Selain itu, kata Agung, pernyataan SBY itu juga sebagai peringatan supaya para penyelenggara Pemilu tidak main mata atau memihak kepada kekuatan politik tertentu menjelang Pemilu dan Pemilihan Presiden (Pilpres) 2024.
"Secara eksternal, ia ingin menyampaikan bahwa aparat penyelenggara pemilu mesti netral. Apalagi menimbang SBY pernah menjadi presiden dua periode. Artinya, ia paham prosesi elektoral yang berlangsung mulai sebelum, selama, dan setelah pemilu rentan dibajak," ucap Agung.

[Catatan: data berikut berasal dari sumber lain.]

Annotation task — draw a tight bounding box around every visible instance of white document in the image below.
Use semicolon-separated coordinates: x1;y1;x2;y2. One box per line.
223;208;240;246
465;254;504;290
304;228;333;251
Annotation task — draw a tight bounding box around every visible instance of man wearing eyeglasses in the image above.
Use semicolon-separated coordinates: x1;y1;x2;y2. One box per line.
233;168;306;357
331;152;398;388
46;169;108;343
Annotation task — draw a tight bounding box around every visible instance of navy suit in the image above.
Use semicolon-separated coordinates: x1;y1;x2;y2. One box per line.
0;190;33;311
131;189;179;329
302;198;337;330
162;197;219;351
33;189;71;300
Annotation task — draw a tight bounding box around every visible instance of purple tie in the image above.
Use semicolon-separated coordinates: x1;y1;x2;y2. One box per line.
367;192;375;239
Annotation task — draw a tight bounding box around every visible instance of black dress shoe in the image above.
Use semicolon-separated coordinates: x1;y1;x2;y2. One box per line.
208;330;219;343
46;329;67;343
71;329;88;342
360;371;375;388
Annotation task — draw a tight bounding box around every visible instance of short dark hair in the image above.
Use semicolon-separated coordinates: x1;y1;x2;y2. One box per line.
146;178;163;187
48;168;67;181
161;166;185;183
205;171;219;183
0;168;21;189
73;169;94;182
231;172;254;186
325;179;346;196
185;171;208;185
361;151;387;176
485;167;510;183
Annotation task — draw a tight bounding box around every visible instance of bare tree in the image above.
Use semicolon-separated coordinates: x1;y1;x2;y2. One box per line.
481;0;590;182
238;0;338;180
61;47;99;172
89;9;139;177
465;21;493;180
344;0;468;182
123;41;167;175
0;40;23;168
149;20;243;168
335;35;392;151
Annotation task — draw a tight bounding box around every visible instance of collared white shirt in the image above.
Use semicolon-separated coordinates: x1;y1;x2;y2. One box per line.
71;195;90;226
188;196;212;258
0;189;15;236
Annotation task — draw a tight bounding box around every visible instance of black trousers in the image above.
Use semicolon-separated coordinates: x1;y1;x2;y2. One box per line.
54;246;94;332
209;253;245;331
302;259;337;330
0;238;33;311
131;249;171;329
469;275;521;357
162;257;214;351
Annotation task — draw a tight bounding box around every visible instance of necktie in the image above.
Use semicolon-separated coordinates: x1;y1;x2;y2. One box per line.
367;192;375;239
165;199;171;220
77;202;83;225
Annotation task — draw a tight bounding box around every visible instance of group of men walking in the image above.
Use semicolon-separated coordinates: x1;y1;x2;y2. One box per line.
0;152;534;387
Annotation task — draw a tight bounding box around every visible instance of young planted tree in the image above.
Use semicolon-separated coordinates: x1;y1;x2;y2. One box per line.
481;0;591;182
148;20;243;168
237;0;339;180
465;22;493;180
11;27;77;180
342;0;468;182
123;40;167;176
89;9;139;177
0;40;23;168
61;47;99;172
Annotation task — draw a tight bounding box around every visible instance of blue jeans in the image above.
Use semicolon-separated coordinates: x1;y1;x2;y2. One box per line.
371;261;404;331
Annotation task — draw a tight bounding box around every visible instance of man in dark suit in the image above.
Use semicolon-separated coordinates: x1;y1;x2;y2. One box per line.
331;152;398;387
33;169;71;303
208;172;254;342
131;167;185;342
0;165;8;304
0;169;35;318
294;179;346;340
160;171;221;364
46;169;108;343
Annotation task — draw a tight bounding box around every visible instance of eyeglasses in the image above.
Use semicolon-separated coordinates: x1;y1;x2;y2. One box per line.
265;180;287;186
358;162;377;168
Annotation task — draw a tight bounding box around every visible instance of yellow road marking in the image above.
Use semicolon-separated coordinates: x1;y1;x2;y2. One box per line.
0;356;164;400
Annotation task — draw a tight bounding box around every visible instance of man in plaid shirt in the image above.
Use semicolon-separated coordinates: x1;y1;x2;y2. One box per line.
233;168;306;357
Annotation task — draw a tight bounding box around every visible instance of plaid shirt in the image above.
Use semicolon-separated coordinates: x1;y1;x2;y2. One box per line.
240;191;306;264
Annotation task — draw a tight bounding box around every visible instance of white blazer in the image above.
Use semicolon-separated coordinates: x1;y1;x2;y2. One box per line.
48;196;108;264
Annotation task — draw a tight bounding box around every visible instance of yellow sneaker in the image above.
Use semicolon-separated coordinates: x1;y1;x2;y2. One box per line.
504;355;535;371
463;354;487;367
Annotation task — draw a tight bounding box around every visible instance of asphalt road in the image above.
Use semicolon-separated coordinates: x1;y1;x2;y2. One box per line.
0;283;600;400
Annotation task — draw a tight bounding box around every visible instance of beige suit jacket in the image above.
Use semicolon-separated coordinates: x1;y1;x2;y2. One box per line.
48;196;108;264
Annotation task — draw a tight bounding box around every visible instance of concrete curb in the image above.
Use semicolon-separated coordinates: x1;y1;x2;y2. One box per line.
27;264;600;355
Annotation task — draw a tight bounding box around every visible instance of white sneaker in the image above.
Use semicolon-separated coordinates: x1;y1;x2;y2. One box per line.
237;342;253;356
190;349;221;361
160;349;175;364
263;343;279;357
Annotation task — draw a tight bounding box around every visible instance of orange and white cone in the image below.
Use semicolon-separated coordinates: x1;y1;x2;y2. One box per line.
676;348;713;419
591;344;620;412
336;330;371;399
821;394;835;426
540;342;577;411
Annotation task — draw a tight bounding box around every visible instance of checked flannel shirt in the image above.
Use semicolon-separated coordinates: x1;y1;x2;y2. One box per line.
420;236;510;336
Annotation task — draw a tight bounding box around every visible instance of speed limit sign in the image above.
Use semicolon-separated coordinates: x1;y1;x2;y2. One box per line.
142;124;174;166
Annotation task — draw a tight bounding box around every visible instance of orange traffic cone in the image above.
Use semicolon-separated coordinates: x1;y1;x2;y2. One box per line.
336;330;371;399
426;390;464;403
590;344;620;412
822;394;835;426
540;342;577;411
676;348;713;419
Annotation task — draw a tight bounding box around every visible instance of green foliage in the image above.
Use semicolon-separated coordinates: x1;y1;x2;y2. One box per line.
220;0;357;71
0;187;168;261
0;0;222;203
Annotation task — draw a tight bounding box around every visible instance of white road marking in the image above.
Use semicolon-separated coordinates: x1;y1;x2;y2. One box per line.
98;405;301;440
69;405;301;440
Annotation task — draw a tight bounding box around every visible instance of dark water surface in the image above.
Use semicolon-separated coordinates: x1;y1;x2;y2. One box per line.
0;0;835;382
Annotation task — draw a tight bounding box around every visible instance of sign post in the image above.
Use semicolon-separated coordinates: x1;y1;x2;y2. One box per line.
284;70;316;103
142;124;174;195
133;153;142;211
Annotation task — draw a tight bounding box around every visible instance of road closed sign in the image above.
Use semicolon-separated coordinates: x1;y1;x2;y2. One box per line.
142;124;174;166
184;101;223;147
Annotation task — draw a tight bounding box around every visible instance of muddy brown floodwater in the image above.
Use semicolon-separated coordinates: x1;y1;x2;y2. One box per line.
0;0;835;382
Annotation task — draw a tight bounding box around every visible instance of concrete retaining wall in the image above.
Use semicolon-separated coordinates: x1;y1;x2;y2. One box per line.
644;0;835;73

Sebuah rekaman video memperlihatkan SBY menyampaikan pernyataan bahwa dia mempunyai informasi terkait rencana rekayasa itu menjelang Pemilu 2024.
"Para kader, mengapa saya harus turun gunung menghadapi Pemilihan Umum 2024 mendatang? Saya mendengar, mengetahui, bahwa ada tanda-tanda Pemilu 2024 bisa tidak jujur dan tidak adil," kata SBY saat berpidato di acara Rapat Pimpinan Nasional Partai Demokrat, Kamis (15/9/2022).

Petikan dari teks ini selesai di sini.